Robert Lavin

Robert Lavin was born in New York City. His education included Townsend Harris, a prep school in New York followed by college at City College of New York. He also attended the National Academy of Art, where he studied as a painter. Studying the social realists of the 1930’s, Lavin, a former Marine pilot, portrayed steelworkers, roughnecks and trainmen. Lavin often painted his “proletarian ballets”- as one critic called them – to illustrate magazine advertisements.

The Smithsonian Institution and other museums collected Lavin’s original paintings, which portrayed the laboring subjects with dignity and integrity. Lavin also illustrated stock certificates and books.
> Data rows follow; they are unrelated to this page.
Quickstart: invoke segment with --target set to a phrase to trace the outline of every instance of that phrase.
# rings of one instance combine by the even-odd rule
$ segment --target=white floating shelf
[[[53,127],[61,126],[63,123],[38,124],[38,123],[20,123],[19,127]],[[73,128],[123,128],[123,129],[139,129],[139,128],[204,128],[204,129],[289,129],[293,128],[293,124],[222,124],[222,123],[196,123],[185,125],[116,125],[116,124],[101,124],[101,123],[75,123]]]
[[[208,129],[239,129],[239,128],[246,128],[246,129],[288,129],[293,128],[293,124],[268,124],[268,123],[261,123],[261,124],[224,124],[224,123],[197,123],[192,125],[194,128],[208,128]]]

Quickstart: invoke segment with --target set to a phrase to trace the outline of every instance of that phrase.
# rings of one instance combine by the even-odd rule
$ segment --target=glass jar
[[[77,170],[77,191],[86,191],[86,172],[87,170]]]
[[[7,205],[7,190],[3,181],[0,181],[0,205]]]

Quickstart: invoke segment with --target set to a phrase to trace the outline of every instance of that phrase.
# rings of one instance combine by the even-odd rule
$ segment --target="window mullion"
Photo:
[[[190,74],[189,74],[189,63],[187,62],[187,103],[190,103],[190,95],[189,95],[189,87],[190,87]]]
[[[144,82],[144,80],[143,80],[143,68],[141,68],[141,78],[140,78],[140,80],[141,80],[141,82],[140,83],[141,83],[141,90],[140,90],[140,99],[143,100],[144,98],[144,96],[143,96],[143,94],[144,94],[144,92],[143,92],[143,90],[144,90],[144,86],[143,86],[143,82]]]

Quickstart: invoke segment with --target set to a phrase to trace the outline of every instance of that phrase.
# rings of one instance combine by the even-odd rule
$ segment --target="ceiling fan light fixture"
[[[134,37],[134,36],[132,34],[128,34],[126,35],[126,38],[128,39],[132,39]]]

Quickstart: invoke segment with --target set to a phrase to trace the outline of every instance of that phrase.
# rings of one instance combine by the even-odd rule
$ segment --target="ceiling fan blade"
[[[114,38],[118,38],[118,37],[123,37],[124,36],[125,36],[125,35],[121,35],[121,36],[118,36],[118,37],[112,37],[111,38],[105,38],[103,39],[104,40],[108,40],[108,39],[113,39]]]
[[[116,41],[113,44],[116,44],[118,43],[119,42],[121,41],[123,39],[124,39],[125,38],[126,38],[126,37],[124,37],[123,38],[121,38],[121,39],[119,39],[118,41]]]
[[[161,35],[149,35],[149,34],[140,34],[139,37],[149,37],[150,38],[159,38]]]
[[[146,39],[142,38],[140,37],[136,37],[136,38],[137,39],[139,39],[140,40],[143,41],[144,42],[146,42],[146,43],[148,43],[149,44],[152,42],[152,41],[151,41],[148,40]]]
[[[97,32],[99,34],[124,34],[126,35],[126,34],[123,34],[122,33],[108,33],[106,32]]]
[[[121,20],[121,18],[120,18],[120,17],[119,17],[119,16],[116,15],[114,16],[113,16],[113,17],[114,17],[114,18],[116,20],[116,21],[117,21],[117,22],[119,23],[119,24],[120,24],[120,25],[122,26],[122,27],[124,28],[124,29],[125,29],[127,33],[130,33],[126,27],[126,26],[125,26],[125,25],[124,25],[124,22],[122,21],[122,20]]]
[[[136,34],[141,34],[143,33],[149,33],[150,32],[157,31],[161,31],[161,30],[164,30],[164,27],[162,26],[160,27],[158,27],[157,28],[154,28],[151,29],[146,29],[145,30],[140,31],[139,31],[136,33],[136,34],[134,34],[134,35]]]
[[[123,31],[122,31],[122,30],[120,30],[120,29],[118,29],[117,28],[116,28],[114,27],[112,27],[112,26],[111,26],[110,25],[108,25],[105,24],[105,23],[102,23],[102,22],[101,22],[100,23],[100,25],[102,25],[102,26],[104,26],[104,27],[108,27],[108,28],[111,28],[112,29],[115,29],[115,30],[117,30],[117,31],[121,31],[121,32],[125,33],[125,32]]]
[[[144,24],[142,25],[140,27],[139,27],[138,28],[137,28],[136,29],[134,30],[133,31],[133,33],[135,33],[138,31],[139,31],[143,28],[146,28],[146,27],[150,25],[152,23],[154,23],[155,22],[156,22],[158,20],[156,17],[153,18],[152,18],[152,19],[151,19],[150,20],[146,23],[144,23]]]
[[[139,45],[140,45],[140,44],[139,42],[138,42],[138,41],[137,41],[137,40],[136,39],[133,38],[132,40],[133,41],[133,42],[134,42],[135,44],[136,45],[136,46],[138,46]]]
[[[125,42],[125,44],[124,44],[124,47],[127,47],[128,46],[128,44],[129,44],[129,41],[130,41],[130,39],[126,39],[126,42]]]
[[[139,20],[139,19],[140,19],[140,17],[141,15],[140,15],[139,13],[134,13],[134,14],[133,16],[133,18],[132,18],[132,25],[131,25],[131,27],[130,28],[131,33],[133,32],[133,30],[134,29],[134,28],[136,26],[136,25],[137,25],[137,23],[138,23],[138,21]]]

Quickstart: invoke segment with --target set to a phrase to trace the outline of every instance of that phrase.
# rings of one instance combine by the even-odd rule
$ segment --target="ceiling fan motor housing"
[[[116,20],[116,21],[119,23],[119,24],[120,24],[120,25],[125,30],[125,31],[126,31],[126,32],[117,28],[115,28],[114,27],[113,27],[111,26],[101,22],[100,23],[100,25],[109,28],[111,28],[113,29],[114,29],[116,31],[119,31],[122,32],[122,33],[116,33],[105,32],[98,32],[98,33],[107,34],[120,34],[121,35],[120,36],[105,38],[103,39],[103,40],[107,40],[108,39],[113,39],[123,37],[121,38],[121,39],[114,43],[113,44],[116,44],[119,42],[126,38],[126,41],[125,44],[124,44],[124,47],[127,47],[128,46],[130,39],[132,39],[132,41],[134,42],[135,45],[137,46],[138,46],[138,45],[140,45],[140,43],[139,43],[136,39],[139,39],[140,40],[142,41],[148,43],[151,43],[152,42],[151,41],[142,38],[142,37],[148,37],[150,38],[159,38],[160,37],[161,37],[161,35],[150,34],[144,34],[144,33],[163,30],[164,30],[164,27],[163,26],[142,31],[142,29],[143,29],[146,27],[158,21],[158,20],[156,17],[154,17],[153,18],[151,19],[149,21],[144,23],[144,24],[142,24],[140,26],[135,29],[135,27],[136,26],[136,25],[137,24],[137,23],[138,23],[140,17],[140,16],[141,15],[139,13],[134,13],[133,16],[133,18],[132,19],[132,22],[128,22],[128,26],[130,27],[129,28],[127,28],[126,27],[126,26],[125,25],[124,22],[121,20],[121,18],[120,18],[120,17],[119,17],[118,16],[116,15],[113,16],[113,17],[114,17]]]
Paper Money magazine praised him as “one of the greatest vignette artists of the 20th century.” In addition to this, Lavin was for a number of years an Associate Professor of Art at City College of New York, a position he left in the mid ‘60’s in order to devote himself full time to his painting. His commissions took him around the world, from the North Sea to the coast of Africa, from the slopes of Alaska to the Sea of Japan. As part of a series for Gulf Oil, he painted the royal family of England for the opening of a new refinery in Wales. Another portrait of one of the early Americanastronauts, appeared on the cover of Time Magazine. Other major commissions during these years included Readers Digest books, Life magazine and Fortune magazine.